Yesterday we had to rush Sophie to the ER, it had been almost a whole year since a hospitalization was a possibility. Hospital stays for her urged against because of her weak immune system especially for this time of the year. Sophie has been battling a sinus infection for about two months now and after three courses of antibiotics we decided to just give her body a chance to try to fight it off while we monitored her progress but it has only become worse.
Yesterday around 3am we awoke to Sophie gasping for air as the phlegm was beginning to block her airway, she had the onset of fever and severe cough. We got up cleared her airway and gave her a treatment than she began to vomit, her tummy was pretty empty so it was more phlegm and the watery substance from her tummy. She calmed after a little while and we attempted to fall back to sleep but not shortly after she began to vomit and was barely able to stop. She was now burning hot, we left her only in her diaper and took her temp which registered at 104.2. I did not hesitate and decided the hospital was our only choice, it was Sunday and I could not wait until Monday with her in this condition.
We were already exhausted from the months of lack of sleep that have been plaguing us so I drove and daddy sat in the back with her holding a bucket to her face almost the entire 30 min drive to the hospital. They brought her back quickly and began an IV. Because of the vomiting I could not give her anything for the fever. She was miserable and so weak, it’s the most heartbreaking thing to see a child deteriorate so quickly. They gave her Zofran and thankfully after almost thirty minutes her vomiting finally subsided and they were able to give her motrin. They ran a ton of blood work and did a x-ray, the diagnosis was sinus infection (which I knew) and positive for RSV. Respiratory syncytial virus is very familiar to us, Sophie had chronic RSV in the first two years of life which included a monthly vaccination to help keep it at bay. It’s extremely dangerous in babies and for her it can be too with her compromised immune system and asthma.

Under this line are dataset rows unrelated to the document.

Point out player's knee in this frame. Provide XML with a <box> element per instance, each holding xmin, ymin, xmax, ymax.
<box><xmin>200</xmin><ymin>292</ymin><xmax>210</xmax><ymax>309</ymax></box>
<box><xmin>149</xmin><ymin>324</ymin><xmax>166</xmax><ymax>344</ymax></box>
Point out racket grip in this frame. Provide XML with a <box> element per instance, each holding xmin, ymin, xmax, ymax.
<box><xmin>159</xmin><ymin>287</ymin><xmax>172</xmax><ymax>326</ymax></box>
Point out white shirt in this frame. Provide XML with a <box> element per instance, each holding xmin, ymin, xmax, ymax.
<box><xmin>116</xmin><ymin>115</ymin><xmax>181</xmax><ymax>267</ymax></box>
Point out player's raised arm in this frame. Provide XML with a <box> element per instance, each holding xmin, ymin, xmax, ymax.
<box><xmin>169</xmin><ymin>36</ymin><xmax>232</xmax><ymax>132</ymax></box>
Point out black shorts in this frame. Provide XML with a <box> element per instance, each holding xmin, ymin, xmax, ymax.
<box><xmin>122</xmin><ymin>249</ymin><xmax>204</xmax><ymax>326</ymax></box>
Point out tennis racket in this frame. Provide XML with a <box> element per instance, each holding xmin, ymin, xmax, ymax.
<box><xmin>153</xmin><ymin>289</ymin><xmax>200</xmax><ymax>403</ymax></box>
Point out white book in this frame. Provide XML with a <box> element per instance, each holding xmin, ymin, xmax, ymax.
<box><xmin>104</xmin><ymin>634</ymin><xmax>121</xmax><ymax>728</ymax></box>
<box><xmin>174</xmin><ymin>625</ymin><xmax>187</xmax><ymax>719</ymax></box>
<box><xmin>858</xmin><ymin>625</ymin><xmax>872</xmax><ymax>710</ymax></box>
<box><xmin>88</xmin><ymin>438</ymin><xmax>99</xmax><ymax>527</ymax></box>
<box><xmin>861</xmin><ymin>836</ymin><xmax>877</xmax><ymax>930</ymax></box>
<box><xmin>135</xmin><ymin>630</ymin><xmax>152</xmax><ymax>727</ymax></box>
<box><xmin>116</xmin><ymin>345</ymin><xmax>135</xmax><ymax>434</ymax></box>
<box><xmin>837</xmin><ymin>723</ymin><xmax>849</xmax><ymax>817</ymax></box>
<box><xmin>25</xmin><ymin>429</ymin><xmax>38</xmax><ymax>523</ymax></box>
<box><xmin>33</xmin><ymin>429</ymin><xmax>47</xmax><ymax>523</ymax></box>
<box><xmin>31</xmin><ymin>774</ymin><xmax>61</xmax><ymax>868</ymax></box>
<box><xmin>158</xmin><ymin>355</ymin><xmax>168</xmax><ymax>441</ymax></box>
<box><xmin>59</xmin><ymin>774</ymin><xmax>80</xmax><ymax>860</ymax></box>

The doctor finally came in to see us after all the tests results had been returned. I immediately explained that Sophie could not stay in the hospital and after discussing her history a bit more she agreed. I told her she needed a dose of rocephin and that I would follow-up with her doctor the following day. And so it was done as I requested, the doctor was great! She lives in West Virginia but helps out in this hospital every month, it really relieves so much stress when you have medical professionals that are not intimidated by a parents knowledge of their chid’s medical complications or the best way to treat them.
While at the hospital I texted my daughter to go home as soon as she woke up because she had stayed at a sleepover, she did and tried to call me but I had no cell signal. When I returned her call she was crying and was very upset, she was so afraid for her sister. She said “mom, but she was perfectly fine last night” and she was right she was perfectly fine the night before but this is how life is for us. I assured her she would be ok but she knows if we make a trip to the hospital it’s always our last resort.
By the time we arrived home Sophie was felling better and was able to drink something. Sophie than pooped all over herself and an entire room just as an added bonus for us as if scaring the crap out of us was not enough. After a both she slept for several hours which she desperately needed. When she woke I was able to give her a yogurt with some vitamins and water. She got her nebulizer treatments and some motrin to help her sleep comfortably and went back to sleep. Now to follow-up and devise a plan of treatment which I am sure will include a few more injections of antibiotics and possibly some steroids for her lungs. She is weak but better.
I want to thank my Facebook friends for always offering so much prayer and support in these difficult times, it helps more than you can imagine and I appreciate it more than words can say!
This is just a part of my journey as a mother of a child with medical complexities. We must appreciate each day we have with our loved ones because we don’t know how long we will have them in our lives. I have learned the hard way that life happens and everything can change in the blink of an eye so treasure it.